Photo by Frank Foster
In the Cathedral Quire, we sang surrounded by caskets containing the mingled bones of ninth and tenth century Wessex monarchs and by the tombs of several English kings and queens, of famous statesmen and authors (including Jane Austen) and of at least one saint. Seated in the richly carved fourteenth century stalls, we were conscious that we had stepped into a centuries’ old tradition of continuous prayer and worship. We were particularly grateful when, each day during our week, the clergy offered prayers for lives lost to gun violence in Dayton, Ohio and El Paso, Texas. Some of us were led to wonder how often our own daily prayers remember those outside our immediate spheres.

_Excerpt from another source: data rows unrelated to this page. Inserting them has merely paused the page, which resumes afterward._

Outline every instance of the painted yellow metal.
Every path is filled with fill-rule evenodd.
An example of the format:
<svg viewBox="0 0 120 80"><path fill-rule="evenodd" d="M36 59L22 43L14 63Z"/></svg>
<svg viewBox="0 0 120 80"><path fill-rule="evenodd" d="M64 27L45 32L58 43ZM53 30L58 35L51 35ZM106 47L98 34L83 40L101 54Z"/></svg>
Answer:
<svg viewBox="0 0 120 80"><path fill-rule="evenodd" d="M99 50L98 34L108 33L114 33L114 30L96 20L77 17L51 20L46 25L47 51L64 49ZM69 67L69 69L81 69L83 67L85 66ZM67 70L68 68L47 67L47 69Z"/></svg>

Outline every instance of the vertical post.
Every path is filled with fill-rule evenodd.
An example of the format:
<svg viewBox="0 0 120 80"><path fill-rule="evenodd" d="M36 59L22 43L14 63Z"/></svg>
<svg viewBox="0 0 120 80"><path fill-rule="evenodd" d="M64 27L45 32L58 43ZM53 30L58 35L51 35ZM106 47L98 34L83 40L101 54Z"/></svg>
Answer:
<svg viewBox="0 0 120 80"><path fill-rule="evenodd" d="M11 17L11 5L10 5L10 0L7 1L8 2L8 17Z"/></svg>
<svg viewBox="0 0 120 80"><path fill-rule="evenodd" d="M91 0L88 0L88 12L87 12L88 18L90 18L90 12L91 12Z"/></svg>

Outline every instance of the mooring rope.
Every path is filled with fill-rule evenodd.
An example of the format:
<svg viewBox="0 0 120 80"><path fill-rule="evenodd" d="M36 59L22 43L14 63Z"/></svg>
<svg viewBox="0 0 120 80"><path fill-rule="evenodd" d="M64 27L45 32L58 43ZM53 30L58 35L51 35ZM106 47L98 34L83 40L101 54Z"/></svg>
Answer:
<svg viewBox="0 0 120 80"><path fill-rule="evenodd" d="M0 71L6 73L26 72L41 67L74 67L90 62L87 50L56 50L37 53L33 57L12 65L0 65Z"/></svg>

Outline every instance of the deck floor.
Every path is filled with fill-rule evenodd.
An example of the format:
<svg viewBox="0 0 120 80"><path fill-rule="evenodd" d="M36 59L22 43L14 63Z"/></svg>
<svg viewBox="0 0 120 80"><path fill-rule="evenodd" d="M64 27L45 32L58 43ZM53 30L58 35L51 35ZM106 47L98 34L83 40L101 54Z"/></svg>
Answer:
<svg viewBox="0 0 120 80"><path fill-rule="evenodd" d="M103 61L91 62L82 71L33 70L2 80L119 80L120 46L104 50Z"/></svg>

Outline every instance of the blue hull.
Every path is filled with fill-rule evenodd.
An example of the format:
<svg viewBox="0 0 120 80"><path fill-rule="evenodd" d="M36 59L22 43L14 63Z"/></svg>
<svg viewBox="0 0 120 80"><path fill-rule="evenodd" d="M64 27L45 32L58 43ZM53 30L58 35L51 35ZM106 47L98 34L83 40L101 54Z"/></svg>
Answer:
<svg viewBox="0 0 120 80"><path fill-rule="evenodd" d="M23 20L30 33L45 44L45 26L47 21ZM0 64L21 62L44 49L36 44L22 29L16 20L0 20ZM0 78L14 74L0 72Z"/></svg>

Perhaps the most memorable day of this pilgrimage was Thursday’s journey to London, where we had the rare privilege of singing Evensong in St. Paul’s Cathedral. After going through a security check, receiving our “visiting choir” passes and grabbing some lunch, most of us used the time before rehearsal to wander through this incredible space. We mingled with throngs of visitors, tourists and pilgrims, seeing faces and hearing languages from all over the world. We stared up at the famous dome, spared during the WWII blitz by brave fire watchers too old to fight, who perched outside the dome on ladders and knocked incoming firebombs off with broomsticks. Some of us stood in the undercroft before the modest plaque marking the grave of Hubert Parry, whose moving anthem, “My Soul, There is a Country,” we sang at Winchester.

The Christ Church choir readies for its performance at Evensong at St. Paul’s Cathedral.
Photo by the Rev. Anne Reed
Later that afternoon, we assembled in the stalls for the brief time we were given to become accustomed to singing in one of the largest cathedrals in Europe. St. Paul’s nine-second reverb apparently disconcerts many visiting choirs, who easily lose cohesion listening to their own echoes. Dr. Mock’s mantra, “Watch me!”, was particularly relevant here. One of the cathedral’s vergers met us to review the order of service and show us how to process. For rehearsal, as is customary, we were dressed in our black cassocks, but each of us was also wearing the small cross issued to all Christ Church, Glendale, choristers. The verger was visibly moved when he noticed our matching crosses, something he said he had never seen in a choir before. We may have started a new tradition at St. Paul’s!
We sang well that evening in a service attended by our largest congregation ever. The main draw for many in the pews was probably not the chance to hear an American choir (“Where exactly is Ohio?”) but the fact that the cathedral waives its hefty admission fee for those who attend Evensong. No matter why they were there, we hope each listener took a bit of inspiration from the Diocese of Southern Ohio home that evening.
Helene Sedwick is a chorister at Christ Church, Glendale.